J, the kids and I arrived first… so far, everything was normal, everyone was happy, and wandering around the dairy farm where we decided to meet. I was thinking that this was going to be a wonderful evening. S and his boys arrived just minutes later. As I lifted my hand to waive at them from across the parking lot J grabbed it and began stroking my fingers. At first I thought he was only trying to hold my hand, but as S came closer, J wrapped his arm tightly around my waist. Hmmm, I thought. While trying to say Hello J began pawing at me like a horny high school boy. This embarrassed me, as my children, S’s children, my friend, and around 100 people were standing around. I pulled away, he pulled back tighter. S knew of a problem I had been having with my car, for around four months now… long before beginning to date J. Being in the industry, even with my car’s manufacturer, he knew just how to fix it. I popped the hood and he began looking around. J released his hold of me and shot over by S, looking into the car as well. He stepped back and sternly commented “Mina, all you had to do was ask me and I could have had this taken care of for you.” (I had mentioned it to him, many times, he had actually talked to me about in on at least 4 occasions, saying that I needed to take it somewhere to get it fixed… btw, this ‘thing’ is a burned out headlight. I had been hauling around a replacement bulb in my glove box for more than 3 months) S smiled uncomfortably as he fixed my problem in minutes flat.
This is when the fun really began! As we all walked inside J returned to my side and slid his arm tightly around my waist. We ordered and sat down to enjoy our ice cream and company. S had brought pictures from when he was a child of the lakefront that they were about to visit on their family vacation. J maintained his ‘glued status’, never allowing a second that he wasn’t ‘attached’. Later he had excused himself to put the tray away and S leaned over whispering,” This is awful, I’m sorry. Should we go so he’ll stop?” (S wasn’t the only one to recognize J’s unhealthy behavior, my children too had commented) I was furious that J’s insecurity and territory issues had been THAT abundant and had made my friend and family feel uncomfortable. His behavior wasn’t just affecting me! I asked S to stay. The rest of the evening went on with J clinging, interrupting conversations, complaining, and just plain being rude and childishly territorial. After S and his boys had left we returned home, my two went to bed, and I put this relationship behind me.

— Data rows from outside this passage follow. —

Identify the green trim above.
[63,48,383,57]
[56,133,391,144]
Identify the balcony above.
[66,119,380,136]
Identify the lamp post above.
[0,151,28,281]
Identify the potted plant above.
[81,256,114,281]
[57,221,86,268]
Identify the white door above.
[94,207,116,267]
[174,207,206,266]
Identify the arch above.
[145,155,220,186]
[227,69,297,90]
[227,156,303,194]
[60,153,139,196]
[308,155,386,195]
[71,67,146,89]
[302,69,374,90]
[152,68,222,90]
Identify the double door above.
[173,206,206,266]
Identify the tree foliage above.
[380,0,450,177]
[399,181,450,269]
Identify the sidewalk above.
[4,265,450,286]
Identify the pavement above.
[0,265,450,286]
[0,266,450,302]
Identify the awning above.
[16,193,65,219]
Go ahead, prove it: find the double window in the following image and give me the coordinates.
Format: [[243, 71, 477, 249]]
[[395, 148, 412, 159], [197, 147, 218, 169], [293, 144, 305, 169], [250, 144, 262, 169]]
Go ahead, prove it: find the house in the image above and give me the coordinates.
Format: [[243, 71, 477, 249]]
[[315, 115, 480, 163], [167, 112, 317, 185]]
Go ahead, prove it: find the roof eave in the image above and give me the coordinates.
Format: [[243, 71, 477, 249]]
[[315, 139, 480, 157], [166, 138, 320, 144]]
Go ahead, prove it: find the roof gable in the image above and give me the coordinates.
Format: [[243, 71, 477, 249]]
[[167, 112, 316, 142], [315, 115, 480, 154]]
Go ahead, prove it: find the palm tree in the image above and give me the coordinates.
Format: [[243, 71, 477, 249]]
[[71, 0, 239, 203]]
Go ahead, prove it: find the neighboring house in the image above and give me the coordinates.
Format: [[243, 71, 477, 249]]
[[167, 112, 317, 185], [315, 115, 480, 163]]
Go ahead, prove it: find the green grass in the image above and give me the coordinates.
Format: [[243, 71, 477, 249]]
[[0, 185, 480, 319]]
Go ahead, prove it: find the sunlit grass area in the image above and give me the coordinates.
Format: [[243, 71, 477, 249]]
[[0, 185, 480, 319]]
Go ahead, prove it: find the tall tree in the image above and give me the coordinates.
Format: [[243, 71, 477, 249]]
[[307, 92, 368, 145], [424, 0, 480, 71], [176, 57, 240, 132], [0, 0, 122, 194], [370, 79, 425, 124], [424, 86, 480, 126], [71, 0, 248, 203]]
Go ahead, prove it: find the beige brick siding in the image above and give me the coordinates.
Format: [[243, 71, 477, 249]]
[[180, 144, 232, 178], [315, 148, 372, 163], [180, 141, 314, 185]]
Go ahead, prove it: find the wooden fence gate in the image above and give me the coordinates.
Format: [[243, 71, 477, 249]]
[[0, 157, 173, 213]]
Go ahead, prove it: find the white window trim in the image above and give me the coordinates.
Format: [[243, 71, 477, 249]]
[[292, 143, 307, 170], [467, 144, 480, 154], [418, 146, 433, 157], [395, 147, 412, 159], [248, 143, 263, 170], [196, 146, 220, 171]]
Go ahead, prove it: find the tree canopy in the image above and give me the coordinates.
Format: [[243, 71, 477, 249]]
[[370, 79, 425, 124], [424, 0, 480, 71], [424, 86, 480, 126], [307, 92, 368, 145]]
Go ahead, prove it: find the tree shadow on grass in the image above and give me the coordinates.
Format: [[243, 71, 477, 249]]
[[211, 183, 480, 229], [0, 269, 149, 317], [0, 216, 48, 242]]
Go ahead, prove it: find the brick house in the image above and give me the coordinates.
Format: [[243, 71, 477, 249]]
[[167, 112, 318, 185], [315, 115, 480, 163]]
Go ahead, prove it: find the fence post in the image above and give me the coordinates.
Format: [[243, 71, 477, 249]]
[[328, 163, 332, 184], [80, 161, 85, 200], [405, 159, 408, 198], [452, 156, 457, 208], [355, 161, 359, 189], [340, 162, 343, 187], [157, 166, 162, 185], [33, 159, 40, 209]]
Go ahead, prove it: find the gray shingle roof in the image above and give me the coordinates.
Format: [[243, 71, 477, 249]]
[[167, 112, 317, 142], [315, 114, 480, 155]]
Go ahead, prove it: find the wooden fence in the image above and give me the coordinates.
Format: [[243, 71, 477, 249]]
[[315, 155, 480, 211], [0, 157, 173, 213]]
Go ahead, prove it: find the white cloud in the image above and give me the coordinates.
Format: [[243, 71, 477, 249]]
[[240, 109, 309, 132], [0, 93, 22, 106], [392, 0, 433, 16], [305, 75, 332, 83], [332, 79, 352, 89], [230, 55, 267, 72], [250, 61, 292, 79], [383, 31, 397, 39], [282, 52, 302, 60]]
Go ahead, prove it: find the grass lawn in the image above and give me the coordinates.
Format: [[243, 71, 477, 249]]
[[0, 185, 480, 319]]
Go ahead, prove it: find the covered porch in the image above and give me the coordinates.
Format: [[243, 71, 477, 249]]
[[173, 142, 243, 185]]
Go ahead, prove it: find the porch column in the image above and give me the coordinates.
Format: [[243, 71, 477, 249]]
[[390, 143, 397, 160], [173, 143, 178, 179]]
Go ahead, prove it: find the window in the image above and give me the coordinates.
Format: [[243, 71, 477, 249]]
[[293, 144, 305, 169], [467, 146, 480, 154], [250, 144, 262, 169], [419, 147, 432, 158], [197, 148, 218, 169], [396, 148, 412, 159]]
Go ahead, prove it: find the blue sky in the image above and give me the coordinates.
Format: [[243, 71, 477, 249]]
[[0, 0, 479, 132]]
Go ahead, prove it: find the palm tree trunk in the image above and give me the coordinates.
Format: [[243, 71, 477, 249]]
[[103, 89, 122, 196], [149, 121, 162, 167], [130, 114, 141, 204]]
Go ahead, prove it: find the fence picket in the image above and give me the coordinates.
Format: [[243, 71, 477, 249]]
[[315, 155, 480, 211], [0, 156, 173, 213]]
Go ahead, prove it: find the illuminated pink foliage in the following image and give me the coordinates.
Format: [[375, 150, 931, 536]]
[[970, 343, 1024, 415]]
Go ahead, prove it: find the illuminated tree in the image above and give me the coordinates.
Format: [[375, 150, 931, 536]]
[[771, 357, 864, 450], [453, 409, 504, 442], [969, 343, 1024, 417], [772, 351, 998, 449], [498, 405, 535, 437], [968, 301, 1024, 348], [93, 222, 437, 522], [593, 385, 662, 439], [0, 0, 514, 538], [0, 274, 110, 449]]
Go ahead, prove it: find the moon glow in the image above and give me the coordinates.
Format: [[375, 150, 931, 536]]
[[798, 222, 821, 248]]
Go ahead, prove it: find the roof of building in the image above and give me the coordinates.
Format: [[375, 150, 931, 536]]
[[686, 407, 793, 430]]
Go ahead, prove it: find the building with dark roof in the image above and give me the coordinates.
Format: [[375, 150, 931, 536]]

I realize that everyone has their insecure moments, moments of clinginess, etc, but habitual patterns such as this are not healthy, for anyone. While it is terribly hard to walk away from all of the wonderful attributes that I had begun to adore in J, I know that unhealthy tendency is not something that I want to welcome into my life. Not feeding his insecurity monster hadn’t had a positive effect, the problems were growing. There is never a place for possession or control in a healthy relationship and it is never someone else’s responsibility to fill another person’s inner void. A healthy relationship is only possible with a whole person; one that loves and respects themselves as well as others.
So, I get to try this again… I’ll work my way back up to bat in time, for now I need a breather.